A Carta serve, portanto, para demonstrar como as articulações para um golpe fazem escola e para advertir quanto é importante defender as instituições democráticas em momentos de pouca tolerância e escassa racionalidade como o que vivemos.
Há, pois, uma emergência na defesa das instituições democráticas e dos direitos sociais e humanos, não representando isto uma defesa do governo e muito menos da impunidade.
O fato é que a quebra da institucionalidade seria, por certo, um problema imediato para toda a sociedade e, em especial, para a classe trabalhadora. Claro que não seria o fim da história e pode até ser que deixar a crise do capitalismo chegar ao extremo, como pretendem mesmo alguns setores do grande capital, conduza a um processo dialético mais intenso, sendo compreensível, por isso, que parte da esquerda também aposte na crise e até mesmo que parte do setor econômico, também percebendo isso, comece a reduzir seus impulsos para estimular o aprofundamento da crise econômica, política e institucional.
Mas não me parece que seja racional e mesmo humano apostar no caos. O processo histórico dialético, certamente, é complexo e imprevisível. De concreto mesmo o que se tem até agora é um ajuste entre o governo e alguns setores da economia para fazer com que os trabalhadores paguem a conta da crise, haja vista o advento abrupto, de cima para baixo, de uma tal “Agenda Brasil”, que massacra os trabalhadores e esfacela as instituições públicas.
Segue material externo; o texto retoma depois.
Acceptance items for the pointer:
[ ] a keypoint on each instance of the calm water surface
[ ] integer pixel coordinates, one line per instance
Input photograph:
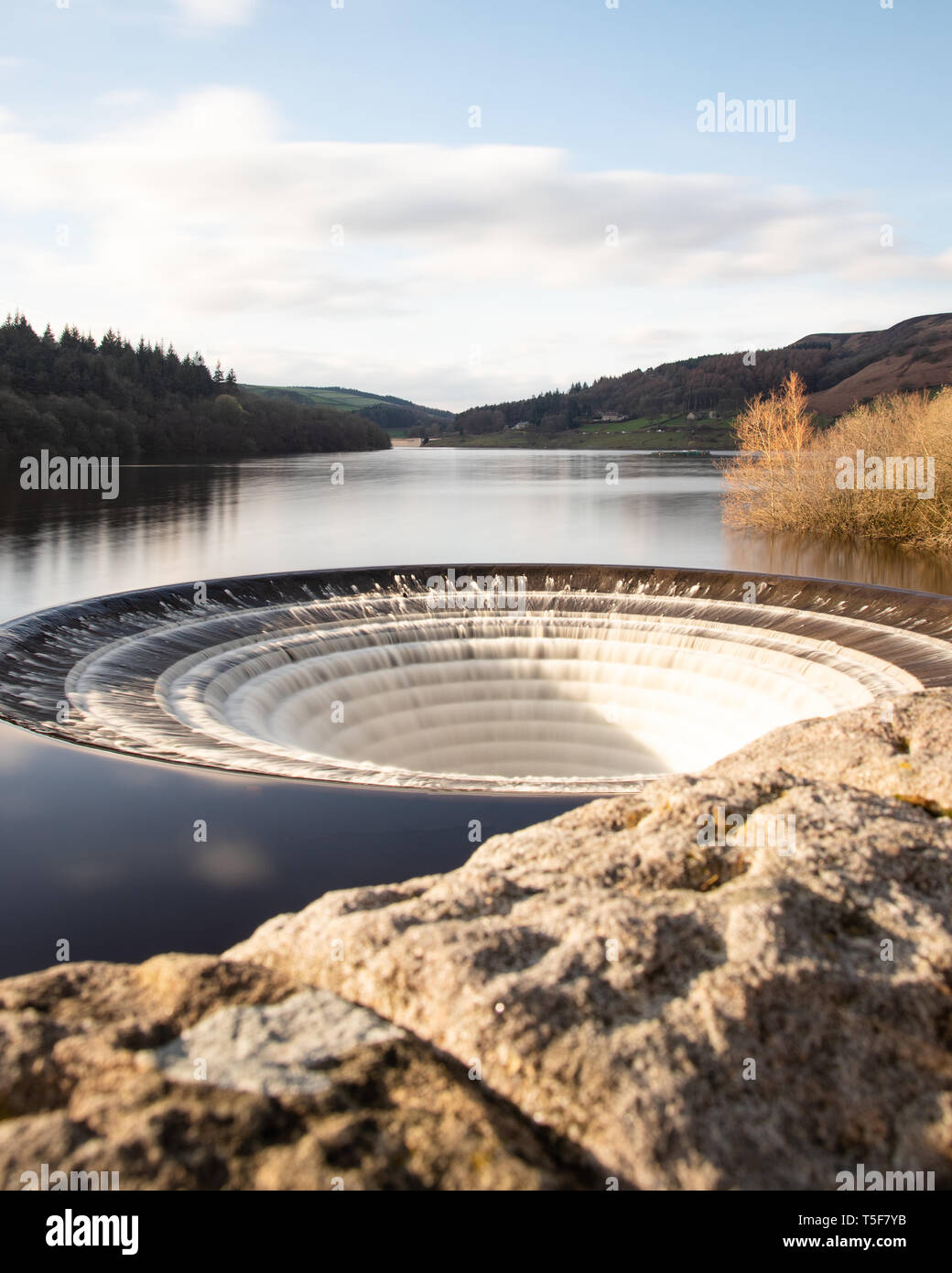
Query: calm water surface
(100, 849)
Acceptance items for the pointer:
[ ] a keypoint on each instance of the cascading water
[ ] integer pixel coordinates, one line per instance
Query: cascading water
(602, 678)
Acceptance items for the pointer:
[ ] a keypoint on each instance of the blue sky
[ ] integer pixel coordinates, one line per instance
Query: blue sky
(297, 189)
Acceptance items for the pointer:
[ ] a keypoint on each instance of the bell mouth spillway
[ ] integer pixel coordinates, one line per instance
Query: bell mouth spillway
(571, 679)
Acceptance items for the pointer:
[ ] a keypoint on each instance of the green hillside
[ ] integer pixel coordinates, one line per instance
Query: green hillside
(398, 417)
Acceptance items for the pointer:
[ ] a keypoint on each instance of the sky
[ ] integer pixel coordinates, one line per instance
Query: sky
(465, 201)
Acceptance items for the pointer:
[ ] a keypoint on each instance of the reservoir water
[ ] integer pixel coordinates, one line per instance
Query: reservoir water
(124, 858)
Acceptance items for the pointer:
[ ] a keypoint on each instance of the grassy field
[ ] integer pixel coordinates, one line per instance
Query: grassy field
(643, 434)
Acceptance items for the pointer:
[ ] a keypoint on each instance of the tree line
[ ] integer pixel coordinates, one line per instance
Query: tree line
(75, 396)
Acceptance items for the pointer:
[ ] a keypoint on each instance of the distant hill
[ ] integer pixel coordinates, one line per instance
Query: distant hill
(74, 395)
(396, 415)
(838, 369)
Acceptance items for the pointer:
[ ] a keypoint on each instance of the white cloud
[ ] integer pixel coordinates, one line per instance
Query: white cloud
(453, 273)
(215, 13)
(123, 97)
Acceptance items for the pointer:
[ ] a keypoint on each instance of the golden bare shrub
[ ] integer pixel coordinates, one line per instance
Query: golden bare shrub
(882, 471)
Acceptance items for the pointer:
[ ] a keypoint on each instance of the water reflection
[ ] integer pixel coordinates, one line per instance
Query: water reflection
(857, 560)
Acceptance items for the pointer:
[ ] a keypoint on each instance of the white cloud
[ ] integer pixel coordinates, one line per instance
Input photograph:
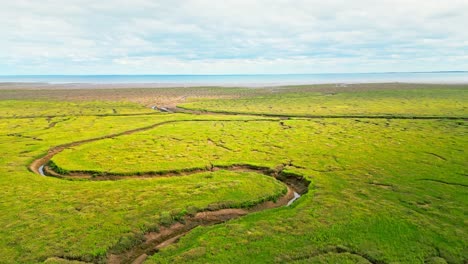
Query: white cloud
(231, 36)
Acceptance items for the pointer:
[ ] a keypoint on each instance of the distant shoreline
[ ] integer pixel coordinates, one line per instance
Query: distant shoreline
(240, 80)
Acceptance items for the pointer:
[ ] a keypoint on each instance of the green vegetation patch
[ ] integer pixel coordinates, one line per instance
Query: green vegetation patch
(379, 189)
(430, 101)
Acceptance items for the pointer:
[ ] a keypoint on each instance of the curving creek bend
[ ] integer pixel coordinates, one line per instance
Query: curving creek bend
(296, 185)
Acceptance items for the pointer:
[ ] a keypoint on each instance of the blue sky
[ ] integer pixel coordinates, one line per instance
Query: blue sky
(232, 37)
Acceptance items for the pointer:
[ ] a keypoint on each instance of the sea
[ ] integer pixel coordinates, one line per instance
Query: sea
(446, 77)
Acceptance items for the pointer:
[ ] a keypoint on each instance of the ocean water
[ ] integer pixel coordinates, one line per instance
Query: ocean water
(253, 80)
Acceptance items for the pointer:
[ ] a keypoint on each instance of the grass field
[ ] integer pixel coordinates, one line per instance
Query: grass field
(433, 101)
(382, 190)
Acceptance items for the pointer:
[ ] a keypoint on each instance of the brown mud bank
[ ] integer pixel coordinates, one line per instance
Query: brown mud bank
(297, 185)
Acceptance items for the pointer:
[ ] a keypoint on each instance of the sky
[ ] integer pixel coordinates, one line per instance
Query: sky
(232, 36)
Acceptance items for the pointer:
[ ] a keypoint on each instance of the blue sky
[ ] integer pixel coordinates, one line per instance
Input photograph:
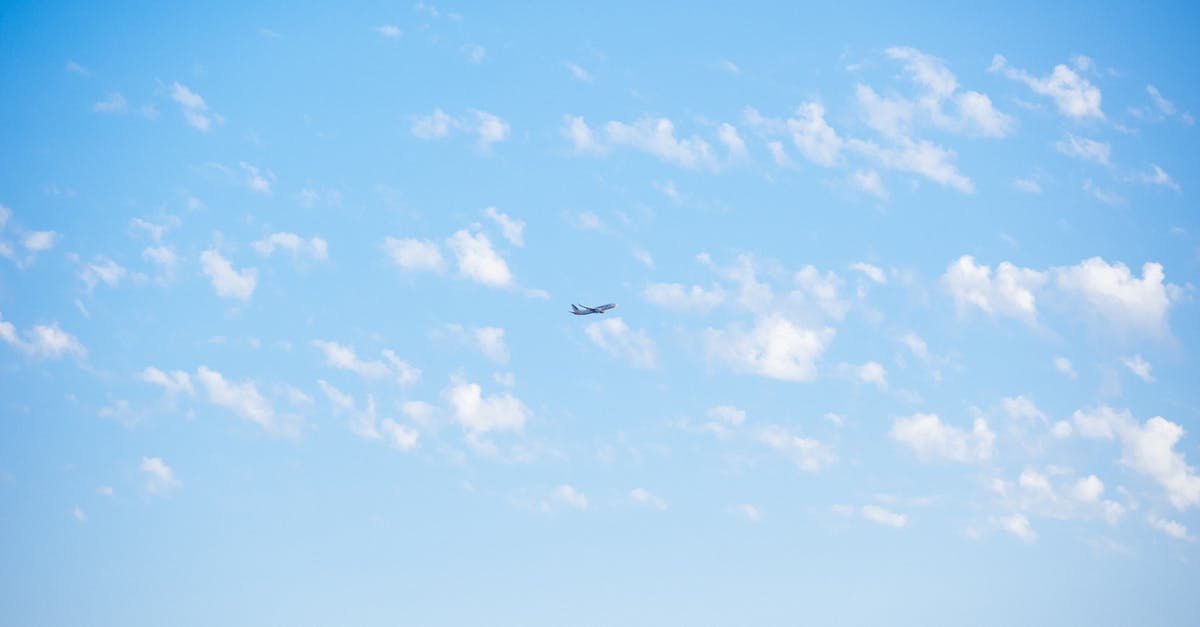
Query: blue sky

Ocorre que sem uma oposição a tudo isso, com a pretensão de corroborar a Agenda ou com o objetivo de apostar no caos para incrementar uma ação revolucionária mas sem uma agenda concreta, ou seja, não se apresentando ao menos uma racionalidade pautada pela fundamentalidade da democracia e dos direitos sociais e humanos, que, bem ou mal, trazem algum projeto, o que resta é apenas a sensação de uma completa desordem, que elimina utopias. Isso não apenas atrai um individualismo pragmático, mas também gera intolerância, alimentando ódios, violências, linchamentos, reações xenófobas e até o advento de seitas fundamentalistas ou, simplesmente, desesperança, desilusão e desânimo2. Não se trata, pois, de proposições que favorecem a avanços, e sim a graves retrocessos.
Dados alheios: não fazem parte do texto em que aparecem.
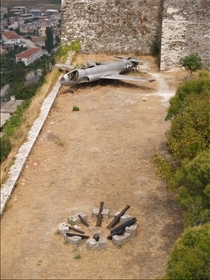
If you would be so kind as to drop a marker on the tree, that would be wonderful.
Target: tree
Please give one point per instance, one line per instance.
(49, 39)
(190, 258)
(191, 62)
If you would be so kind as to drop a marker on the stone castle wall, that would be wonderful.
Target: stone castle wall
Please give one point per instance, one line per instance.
(116, 26)
(132, 26)
(185, 29)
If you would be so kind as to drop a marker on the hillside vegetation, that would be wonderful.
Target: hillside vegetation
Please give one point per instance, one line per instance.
(187, 173)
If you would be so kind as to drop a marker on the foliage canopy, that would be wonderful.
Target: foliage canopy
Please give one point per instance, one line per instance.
(191, 62)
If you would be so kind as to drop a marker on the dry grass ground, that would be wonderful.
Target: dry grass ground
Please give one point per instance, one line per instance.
(101, 153)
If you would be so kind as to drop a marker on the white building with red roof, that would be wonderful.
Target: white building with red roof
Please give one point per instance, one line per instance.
(11, 38)
(29, 56)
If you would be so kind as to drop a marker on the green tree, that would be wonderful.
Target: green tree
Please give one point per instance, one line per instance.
(5, 147)
(49, 39)
(193, 181)
(190, 258)
(191, 62)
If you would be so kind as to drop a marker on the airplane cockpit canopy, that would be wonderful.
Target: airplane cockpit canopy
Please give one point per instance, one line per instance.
(73, 75)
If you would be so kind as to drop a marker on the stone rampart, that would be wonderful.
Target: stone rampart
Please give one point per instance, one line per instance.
(185, 29)
(132, 26)
(112, 26)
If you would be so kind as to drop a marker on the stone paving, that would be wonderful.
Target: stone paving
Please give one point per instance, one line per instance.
(25, 149)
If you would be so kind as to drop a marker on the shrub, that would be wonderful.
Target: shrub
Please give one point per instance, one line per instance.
(5, 147)
(190, 256)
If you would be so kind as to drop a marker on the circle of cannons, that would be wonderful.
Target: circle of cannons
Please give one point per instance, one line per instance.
(122, 228)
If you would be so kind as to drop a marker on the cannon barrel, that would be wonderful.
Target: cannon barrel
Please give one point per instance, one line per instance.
(99, 215)
(117, 218)
(123, 226)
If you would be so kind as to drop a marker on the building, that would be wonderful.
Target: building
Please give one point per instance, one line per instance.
(39, 41)
(18, 10)
(7, 110)
(3, 11)
(11, 38)
(29, 56)
(50, 12)
(36, 13)
(3, 24)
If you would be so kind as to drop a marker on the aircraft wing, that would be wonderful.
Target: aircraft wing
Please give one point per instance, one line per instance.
(125, 77)
(64, 66)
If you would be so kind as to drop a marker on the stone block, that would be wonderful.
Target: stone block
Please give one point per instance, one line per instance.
(74, 240)
(74, 219)
(92, 244)
(124, 218)
(63, 228)
(119, 240)
(131, 229)
(105, 213)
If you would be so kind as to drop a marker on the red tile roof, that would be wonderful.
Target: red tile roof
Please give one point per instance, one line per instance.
(11, 35)
(27, 53)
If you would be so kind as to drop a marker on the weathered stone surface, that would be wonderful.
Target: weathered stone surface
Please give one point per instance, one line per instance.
(92, 244)
(121, 239)
(131, 229)
(74, 219)
(74, 240)
(105, 213)
(132, 26)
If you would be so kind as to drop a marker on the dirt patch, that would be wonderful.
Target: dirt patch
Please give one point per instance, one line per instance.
(101, 153)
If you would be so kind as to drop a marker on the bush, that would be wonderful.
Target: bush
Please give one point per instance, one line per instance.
(190, 258)
(5, 147)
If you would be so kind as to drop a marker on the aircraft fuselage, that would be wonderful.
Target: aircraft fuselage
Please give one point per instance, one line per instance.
(96, 72)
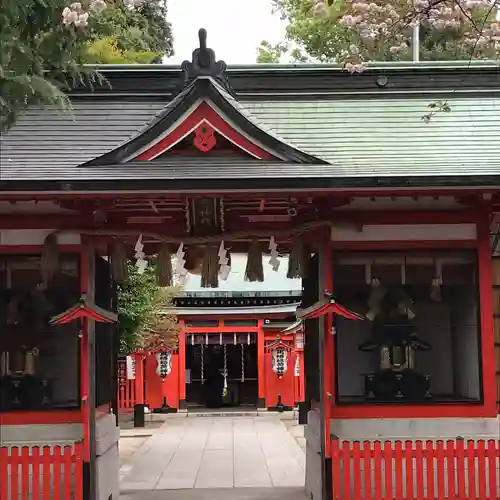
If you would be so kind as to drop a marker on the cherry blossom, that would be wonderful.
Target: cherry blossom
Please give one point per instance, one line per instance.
(386, 23)
(75, 15)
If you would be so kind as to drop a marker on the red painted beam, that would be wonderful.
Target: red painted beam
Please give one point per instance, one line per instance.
(119, 221)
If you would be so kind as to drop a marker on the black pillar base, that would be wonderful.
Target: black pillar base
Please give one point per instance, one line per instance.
(139, 417)
(303, 409)
(328, 478)
(86, 480)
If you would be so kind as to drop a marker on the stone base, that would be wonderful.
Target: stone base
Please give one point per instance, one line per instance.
(314, 489)
(108, 463)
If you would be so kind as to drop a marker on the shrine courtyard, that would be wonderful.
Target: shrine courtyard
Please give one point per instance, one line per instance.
(199, 457)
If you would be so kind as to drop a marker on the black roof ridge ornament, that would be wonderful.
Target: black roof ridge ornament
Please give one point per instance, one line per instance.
(204, 63)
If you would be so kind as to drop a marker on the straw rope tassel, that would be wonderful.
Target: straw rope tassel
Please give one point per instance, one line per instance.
(297, 260)
(255, 269)
(210, 268)
(119, 262)
(164, 271)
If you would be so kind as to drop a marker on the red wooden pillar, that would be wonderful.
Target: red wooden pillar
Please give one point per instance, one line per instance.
(84, 353)
(329, 347)
(261, 360)
(302, 378)
(139, 379)
(182, 365)
(486, 311)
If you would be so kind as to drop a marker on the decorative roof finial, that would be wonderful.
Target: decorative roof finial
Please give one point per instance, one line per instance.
(204, 63)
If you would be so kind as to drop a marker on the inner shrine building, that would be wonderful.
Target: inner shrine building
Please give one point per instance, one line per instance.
(384, 205)
(229, 341)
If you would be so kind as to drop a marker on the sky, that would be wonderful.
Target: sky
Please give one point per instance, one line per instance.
(235, 28)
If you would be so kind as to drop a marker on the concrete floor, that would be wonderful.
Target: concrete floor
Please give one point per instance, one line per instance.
(224, 457)
(219, 494)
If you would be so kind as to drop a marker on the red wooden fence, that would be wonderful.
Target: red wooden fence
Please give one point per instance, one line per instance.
(126, 388)
(414, 470)
(41, 473)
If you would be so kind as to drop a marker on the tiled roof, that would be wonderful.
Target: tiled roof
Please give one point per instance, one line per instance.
(361, 138)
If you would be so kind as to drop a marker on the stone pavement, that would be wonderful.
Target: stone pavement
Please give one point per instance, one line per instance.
(213, 453)
(218, 494)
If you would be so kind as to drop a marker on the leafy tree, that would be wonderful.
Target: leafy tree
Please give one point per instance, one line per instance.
(143, 323)
(44, 45)
(354, 31)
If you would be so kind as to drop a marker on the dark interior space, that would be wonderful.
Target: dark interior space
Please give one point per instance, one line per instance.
(420, 340)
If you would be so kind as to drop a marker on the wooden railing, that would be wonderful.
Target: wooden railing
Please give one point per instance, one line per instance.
(41, 473)
(414, 470)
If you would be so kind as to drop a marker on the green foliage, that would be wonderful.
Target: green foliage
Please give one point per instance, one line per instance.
(41, 58)
(33, 41)
(140, 301)
(106, 51)
(324, 38)
(133, 36)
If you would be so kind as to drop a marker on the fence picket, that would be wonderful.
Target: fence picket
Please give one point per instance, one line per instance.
(68, 466)
(367, 468)
(451, 491)
(440, 470)
(14, 473)
(46, 473)
(377, 453)
(470, 453)
(419, 469)
(56, 471)
(461, 474)
(25, 472)
(409, 453)
(345, 453)
(398, 470)
(41, 473)
(414, 470)
(4, 472)
(492, 453)
(356, 470)
(35, 469)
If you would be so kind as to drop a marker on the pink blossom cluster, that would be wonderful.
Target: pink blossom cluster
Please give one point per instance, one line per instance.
(74, 15)
(388, 24)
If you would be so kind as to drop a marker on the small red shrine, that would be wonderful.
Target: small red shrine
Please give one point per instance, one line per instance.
(242, 329)
(386, 217)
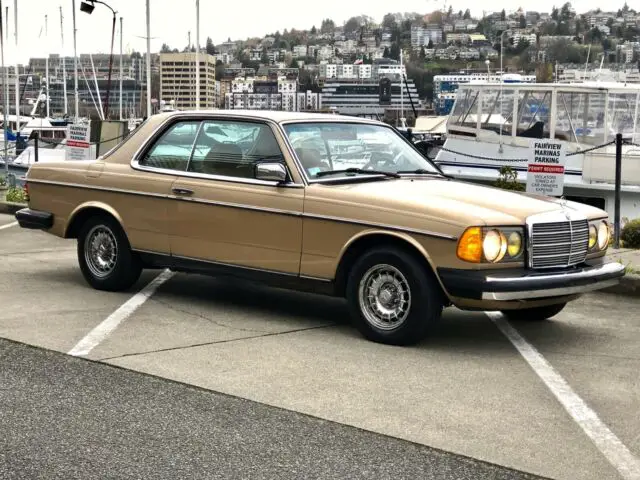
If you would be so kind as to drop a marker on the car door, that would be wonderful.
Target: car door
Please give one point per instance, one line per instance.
(222, 214)
(152, 176)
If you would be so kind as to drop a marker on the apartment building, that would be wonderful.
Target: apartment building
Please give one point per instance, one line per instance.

É urgente, pois, tentar estabelecer uma racionalidade sobre as complexidades que envolvem o ponto central da vida na sociedade capitalista que é a relação capital-trabalho, inclusive para aproveitar a força que está nas ruas, que não deixa de ser, ainda, um reflexo de junho de 2013.
Em vez da classe que vive do trabalho ficar acuada e temerosa quanto às possibilidades de retrocesso, precisa retomar as ruas e colocar as suas pautas, que devem ser: a defesa da democracia, das instituições públicas e dos direitos trabalhistas e sociais. É totalmente pertinente, portanto, os lemas que correm entre os trabalhadores: “nenhum direito a menos” e “os trabalhadores não vão pagar pela crise”.
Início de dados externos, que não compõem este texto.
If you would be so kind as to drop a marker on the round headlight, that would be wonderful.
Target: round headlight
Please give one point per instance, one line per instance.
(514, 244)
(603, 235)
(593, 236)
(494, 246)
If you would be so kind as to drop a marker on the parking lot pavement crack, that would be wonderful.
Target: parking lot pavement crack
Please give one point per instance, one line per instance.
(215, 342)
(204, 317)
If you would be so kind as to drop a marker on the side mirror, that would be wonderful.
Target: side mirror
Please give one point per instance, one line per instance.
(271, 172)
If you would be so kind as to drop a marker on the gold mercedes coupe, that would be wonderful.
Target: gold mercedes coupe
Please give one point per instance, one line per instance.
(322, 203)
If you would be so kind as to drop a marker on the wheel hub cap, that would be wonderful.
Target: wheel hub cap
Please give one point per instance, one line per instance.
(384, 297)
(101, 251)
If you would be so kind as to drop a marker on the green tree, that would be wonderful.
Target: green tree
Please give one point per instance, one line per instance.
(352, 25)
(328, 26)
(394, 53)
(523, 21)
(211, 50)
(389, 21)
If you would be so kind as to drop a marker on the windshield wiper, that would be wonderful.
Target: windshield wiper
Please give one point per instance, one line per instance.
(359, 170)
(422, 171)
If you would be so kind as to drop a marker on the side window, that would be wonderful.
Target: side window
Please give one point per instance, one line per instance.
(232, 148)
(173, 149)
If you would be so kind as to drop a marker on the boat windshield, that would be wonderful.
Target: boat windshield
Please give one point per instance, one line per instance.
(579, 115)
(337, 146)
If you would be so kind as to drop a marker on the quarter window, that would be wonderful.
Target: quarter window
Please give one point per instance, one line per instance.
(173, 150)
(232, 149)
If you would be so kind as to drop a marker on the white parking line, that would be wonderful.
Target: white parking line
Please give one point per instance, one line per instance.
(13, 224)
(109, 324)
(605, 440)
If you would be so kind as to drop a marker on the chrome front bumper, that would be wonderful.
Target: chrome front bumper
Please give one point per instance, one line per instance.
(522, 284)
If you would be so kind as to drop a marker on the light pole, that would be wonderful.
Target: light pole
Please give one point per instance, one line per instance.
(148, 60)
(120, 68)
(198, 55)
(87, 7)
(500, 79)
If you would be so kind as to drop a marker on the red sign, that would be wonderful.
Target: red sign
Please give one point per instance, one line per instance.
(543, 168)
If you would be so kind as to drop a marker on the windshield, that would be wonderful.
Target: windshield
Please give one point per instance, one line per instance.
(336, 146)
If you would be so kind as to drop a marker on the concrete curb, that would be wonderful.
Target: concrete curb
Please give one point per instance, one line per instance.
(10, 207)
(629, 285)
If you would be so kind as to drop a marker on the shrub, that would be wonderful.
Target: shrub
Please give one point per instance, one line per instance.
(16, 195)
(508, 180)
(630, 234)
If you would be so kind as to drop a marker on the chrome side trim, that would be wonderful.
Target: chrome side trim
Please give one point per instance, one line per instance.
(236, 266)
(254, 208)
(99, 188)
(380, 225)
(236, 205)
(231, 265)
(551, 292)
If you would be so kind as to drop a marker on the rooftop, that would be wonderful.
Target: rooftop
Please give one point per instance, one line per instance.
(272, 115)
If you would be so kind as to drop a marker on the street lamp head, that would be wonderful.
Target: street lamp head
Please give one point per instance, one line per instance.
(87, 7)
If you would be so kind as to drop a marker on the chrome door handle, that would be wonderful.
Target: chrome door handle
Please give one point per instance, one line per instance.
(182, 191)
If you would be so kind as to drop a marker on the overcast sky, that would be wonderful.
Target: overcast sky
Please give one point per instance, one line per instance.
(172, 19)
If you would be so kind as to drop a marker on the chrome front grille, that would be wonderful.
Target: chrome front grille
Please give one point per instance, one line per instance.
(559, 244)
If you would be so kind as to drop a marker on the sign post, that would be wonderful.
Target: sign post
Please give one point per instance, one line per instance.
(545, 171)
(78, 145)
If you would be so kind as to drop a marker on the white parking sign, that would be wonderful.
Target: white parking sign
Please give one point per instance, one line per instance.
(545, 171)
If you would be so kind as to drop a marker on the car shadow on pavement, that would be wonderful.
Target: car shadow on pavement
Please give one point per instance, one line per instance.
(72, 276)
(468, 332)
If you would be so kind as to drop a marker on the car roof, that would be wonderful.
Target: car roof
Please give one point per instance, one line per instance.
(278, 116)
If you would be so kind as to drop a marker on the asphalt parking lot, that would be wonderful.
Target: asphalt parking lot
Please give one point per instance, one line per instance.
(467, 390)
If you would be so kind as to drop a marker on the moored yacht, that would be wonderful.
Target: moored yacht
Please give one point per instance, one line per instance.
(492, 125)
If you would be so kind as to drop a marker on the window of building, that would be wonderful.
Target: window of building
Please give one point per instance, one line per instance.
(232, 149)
Do ponto de vista jurídico, impõe-se a defesa da ordem constitucional vigente, que instituída a partir da noção de Estado Democrático de Direito, prevê, em seu artigo 3º, como objetivos fundamentais da República Federativa do Brasil: I - construir uma sociedade livre, justa e solidária; II - garantir o desenvolvimento nacional; III - erradicar a pobreza e a marginalização e reduzir as desigualdades sociais e regionais; IV - promover o bem de todos, sem preconceitos de origem, raça, sexo, cor, idade e quaisquer outras formas de discriminação.